We Need More Kindness And Compassion

I wrote two posts before on:
the tragedy at Stanford about May Zhou
the tragedy on Virginia Tech

What provoked me to write today is that Mercury News from yesterday provided an update on May Zhou’s incident where they find her death palpably caused by an overdose of sleeping pills, making her death palpably a suicide. I said “palpably” because I’d still like to pay my condolence and respect for her father, who is still pursuing his private investigation…

Disclaimer: The following statements are purely speculative and not intended to provide any “truth” about the incidents. Please read with your own discretion.

Contradictingly, this makes me feel and perceive even MORE of the pain and solitude, which is definitely unimaginable, that May was experiencing. And ultimately, this is where I draw the parallel with the Virginia Tech student, Seung Hui Cho.

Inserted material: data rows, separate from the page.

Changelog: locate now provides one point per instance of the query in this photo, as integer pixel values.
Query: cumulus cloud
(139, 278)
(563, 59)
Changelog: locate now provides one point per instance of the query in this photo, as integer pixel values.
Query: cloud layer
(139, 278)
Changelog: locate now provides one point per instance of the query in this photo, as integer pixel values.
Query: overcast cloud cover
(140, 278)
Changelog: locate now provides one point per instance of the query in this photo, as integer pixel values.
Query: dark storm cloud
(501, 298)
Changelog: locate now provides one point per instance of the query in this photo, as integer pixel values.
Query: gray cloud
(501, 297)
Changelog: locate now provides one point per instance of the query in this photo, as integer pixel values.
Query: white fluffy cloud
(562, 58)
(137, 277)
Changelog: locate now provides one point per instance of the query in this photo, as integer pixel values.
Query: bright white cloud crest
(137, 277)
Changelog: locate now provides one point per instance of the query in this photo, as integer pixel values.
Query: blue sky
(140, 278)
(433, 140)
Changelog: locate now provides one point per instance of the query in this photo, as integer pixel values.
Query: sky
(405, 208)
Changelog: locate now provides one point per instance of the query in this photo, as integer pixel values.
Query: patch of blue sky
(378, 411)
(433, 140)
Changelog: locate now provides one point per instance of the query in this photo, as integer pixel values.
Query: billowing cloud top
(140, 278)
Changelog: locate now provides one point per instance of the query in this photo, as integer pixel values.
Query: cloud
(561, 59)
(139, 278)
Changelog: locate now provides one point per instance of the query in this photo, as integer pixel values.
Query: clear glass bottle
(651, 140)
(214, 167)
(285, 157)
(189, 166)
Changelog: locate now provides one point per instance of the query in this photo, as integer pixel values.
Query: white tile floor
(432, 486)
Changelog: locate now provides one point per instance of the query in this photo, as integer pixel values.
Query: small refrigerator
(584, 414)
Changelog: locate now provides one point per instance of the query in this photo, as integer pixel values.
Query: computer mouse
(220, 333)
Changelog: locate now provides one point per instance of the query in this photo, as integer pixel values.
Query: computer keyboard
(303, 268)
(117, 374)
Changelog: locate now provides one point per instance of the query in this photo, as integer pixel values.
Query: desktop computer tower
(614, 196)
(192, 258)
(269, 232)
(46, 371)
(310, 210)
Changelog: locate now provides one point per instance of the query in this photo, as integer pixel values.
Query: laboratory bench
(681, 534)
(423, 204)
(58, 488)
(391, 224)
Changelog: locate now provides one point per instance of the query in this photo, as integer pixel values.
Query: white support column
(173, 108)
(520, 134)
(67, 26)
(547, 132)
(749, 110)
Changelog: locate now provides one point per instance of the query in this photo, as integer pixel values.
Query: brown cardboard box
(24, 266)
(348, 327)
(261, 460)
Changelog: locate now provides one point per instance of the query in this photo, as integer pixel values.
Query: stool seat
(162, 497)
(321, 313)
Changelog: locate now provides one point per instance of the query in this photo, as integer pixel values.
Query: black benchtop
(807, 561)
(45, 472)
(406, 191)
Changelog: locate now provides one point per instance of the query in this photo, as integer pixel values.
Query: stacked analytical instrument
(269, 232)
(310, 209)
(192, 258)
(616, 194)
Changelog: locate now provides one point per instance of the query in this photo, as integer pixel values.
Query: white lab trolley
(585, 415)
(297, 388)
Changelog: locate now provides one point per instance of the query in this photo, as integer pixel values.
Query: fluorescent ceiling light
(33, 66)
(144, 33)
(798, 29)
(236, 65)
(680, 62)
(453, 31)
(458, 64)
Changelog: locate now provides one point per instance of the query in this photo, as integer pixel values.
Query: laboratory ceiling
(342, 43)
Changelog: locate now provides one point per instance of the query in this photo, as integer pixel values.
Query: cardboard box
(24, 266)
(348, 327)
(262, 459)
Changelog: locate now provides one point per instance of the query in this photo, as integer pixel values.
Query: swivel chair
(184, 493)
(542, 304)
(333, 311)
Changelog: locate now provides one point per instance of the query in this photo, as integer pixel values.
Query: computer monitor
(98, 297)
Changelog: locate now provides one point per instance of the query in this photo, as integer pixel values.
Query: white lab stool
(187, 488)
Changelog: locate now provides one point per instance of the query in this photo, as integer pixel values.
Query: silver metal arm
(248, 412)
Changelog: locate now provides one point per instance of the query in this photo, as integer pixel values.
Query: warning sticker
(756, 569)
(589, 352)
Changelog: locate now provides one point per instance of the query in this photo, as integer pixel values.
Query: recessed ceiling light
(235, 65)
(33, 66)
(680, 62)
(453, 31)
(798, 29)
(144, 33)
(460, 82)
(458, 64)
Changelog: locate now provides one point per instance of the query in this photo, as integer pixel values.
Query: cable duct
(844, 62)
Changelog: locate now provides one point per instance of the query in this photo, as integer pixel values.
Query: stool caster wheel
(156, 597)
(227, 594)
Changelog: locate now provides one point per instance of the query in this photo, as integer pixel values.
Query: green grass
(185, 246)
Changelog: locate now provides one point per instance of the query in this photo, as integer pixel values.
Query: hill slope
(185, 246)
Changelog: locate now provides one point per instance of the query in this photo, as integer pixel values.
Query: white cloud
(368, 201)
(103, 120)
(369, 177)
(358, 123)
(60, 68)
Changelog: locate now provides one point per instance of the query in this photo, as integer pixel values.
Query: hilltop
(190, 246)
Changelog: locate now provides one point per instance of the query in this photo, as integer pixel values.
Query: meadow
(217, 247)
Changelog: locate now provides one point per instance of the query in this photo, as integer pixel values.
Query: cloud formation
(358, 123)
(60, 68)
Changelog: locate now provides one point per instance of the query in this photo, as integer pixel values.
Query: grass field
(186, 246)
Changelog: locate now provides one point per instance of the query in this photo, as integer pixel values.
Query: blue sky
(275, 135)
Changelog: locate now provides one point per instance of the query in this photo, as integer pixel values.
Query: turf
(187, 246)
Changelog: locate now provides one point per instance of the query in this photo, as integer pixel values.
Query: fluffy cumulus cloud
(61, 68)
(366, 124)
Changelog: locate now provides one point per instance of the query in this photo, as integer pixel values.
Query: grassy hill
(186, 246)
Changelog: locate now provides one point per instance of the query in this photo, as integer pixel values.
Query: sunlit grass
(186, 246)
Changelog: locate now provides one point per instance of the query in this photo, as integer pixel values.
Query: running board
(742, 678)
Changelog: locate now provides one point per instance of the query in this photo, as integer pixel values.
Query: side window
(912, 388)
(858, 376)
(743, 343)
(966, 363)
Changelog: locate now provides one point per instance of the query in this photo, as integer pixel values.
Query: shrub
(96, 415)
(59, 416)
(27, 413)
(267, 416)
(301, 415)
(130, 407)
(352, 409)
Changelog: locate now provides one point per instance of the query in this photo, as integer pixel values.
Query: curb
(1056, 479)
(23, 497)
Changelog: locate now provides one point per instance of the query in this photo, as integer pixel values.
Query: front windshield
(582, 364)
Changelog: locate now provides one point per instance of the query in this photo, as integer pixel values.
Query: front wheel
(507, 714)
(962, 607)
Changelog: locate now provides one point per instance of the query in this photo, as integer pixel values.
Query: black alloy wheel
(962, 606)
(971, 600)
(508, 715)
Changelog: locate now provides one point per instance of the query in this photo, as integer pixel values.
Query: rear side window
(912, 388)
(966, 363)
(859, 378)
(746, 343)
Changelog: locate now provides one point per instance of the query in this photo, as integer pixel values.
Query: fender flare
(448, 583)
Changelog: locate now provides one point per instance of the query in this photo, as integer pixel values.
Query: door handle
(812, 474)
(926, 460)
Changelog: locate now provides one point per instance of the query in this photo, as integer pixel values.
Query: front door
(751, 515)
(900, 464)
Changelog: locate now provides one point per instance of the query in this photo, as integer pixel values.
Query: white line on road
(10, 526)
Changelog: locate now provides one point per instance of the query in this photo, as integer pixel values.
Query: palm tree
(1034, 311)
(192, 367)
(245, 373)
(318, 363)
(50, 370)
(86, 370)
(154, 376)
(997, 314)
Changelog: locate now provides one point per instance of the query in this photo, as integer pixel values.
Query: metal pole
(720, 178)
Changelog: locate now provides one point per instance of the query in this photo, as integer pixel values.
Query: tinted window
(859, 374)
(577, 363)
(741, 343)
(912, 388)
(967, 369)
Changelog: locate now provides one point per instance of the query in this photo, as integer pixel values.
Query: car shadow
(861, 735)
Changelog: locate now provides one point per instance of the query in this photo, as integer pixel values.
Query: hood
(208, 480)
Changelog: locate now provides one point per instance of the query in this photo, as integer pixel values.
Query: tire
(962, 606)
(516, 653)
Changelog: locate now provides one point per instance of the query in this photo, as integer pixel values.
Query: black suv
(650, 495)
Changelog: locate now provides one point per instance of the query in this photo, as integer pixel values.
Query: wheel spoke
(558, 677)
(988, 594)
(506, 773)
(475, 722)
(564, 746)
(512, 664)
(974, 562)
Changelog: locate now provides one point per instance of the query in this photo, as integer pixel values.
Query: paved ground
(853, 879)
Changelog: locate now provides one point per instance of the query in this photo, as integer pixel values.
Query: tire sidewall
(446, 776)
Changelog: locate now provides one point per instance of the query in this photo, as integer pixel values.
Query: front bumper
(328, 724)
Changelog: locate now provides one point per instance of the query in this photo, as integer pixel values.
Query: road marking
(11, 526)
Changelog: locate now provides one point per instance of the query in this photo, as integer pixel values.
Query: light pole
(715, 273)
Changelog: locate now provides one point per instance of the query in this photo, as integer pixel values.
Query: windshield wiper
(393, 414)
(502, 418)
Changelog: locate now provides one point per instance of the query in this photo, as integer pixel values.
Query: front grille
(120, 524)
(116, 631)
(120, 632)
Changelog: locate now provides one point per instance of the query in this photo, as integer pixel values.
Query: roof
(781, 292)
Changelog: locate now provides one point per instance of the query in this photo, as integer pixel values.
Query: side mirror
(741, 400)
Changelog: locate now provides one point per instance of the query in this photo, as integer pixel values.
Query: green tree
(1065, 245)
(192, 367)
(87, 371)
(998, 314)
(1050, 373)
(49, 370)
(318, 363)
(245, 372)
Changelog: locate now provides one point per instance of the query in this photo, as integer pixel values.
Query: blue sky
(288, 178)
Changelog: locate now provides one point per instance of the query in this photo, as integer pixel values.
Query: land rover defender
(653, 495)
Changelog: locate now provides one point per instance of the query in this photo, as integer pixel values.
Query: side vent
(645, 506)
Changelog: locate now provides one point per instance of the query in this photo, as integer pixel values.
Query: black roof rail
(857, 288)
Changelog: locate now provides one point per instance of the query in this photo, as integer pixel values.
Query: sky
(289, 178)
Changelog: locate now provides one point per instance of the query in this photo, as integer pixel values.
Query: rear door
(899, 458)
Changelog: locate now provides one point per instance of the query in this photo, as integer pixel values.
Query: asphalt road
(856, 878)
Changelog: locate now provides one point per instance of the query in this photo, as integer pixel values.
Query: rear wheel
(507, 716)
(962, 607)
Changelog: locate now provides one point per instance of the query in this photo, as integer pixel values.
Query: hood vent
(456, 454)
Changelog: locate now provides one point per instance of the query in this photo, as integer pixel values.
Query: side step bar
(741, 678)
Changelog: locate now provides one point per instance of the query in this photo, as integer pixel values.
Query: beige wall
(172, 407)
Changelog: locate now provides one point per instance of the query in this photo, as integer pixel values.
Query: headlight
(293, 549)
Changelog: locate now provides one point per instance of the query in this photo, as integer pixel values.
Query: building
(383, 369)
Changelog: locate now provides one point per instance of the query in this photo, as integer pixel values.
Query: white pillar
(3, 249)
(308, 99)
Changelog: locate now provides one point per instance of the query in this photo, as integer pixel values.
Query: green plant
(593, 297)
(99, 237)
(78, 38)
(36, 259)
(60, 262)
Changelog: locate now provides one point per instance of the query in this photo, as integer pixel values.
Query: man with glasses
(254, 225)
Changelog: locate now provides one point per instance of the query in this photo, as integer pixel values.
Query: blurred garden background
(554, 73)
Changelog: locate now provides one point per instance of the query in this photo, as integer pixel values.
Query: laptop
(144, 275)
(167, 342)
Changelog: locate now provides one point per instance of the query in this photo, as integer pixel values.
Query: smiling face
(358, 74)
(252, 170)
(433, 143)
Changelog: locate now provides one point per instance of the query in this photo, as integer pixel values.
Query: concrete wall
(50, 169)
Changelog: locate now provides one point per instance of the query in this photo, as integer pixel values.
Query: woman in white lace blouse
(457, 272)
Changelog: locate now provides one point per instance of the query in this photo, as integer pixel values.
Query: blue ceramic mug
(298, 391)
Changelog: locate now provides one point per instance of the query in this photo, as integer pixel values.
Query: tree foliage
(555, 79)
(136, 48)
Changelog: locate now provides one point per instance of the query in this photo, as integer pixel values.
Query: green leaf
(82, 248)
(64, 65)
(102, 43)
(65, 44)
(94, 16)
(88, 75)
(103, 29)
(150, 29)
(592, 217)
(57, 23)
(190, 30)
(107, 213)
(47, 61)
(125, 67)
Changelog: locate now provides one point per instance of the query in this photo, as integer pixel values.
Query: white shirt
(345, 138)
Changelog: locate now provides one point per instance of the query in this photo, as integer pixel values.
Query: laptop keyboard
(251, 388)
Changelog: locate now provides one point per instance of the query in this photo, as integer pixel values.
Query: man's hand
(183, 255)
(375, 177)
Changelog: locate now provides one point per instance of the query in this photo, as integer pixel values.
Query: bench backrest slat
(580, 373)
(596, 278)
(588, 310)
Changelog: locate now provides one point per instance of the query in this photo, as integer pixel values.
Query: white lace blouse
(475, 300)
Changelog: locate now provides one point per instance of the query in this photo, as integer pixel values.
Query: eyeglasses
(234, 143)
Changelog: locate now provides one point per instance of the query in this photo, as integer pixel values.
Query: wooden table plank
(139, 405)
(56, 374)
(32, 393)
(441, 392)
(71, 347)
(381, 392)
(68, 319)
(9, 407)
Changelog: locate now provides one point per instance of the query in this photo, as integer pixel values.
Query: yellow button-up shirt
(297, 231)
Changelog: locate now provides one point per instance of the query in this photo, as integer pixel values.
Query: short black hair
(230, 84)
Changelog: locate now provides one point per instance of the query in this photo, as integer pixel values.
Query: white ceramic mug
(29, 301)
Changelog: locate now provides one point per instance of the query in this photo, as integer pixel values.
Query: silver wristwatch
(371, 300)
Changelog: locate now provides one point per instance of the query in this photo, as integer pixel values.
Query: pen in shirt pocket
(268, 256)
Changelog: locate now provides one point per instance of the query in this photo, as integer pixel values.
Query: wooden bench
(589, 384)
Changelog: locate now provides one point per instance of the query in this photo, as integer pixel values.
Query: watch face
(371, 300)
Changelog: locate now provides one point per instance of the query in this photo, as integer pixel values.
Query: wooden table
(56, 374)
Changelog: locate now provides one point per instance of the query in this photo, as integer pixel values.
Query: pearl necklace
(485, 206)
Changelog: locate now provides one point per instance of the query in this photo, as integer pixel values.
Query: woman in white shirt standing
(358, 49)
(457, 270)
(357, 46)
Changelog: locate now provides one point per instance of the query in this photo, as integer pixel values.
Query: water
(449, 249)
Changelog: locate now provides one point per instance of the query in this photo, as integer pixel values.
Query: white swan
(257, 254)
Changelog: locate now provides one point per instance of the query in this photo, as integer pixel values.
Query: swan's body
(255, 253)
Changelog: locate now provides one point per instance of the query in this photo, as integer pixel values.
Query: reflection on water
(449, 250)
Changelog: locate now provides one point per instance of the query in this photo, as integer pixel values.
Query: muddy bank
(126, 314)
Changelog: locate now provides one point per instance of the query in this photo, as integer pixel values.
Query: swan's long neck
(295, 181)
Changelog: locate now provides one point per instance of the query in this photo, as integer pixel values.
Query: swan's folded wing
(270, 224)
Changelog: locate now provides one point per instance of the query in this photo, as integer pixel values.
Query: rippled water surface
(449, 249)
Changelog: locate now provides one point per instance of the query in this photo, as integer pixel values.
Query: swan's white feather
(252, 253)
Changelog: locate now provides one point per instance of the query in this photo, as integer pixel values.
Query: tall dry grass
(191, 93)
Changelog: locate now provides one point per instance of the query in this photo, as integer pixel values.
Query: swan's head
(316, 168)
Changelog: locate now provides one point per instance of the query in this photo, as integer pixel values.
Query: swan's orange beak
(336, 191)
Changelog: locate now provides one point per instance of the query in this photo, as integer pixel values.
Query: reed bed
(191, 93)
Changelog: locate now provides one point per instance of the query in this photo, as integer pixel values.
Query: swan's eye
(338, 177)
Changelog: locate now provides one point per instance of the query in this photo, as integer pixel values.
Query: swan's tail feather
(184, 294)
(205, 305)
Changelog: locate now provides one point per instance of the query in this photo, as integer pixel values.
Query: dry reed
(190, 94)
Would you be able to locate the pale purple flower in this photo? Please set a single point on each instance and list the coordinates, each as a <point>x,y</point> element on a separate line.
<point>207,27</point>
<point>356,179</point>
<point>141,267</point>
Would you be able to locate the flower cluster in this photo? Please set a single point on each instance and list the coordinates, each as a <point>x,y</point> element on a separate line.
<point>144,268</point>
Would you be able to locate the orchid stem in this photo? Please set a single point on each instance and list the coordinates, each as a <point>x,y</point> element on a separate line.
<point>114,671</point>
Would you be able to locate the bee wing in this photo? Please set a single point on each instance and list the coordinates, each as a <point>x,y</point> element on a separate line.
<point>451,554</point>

Despite the great disparity between the two’s situations and backgrounds, I sincerely believe that both faced the same internal struggle – a sense of loneliness due to others’ lack of understsanding of their true feelings and mentality, as society and others around them are quick to forced upon them pre-judgement and labels. In May’s case, she’s judged to be successful and happy because how she is so very accomplished and of great scholarship. In Cho’s case, he’s quickly identified as weird, queer, “keep-to-himself” most likely because appearance, backgrounds, and association with “mental problems.” Whatever it is, there is this pre-established “lens”, which others ALWAYS perceive them through that is the main cause of dis-communication. These lenses then become an automatic barrier that prevents May and Cho from being understood and communication on a deeper level. As their days go by with such continuance, pain accumulates and the degree of loneliness increases and finally gets to a point when they’re unbearable…

While May’s case requires no “solution”, let me point out how the Virginia Tech panel has just concluded from investigation into Cho’s case, they will not implement “solutions” that involve arming the school with more securities, adding locks on the classroom doors, offering of more mental health facility, etc. Note how this is not the only time that people come up with such “solutions” followed similar incidents.

Ah, their so-called solutions.

All the while, what we need is more compassion amongst ourselves, amongst human beings. What I see is a clear neglect of that in today’s society. We seem look so far and wide and through all these “complications”, then conclusively think by implementing these fancy, superficially sounded solutions will prevent such problems from happening again, meanwhile not understanding the most basic needs of people in general, at a very simple human level.

This, I think is the source of many problems.

Call me naive or foolish, but I think if someone, anyone has provided true regards to May and Cho’s feelings, and genuinly talk to them without prejudice, knowing that we’re all the same human beings, both tragedies could have been prevented.

I see solutions in nothing fancy. Just basic kindness. Just simple compassion.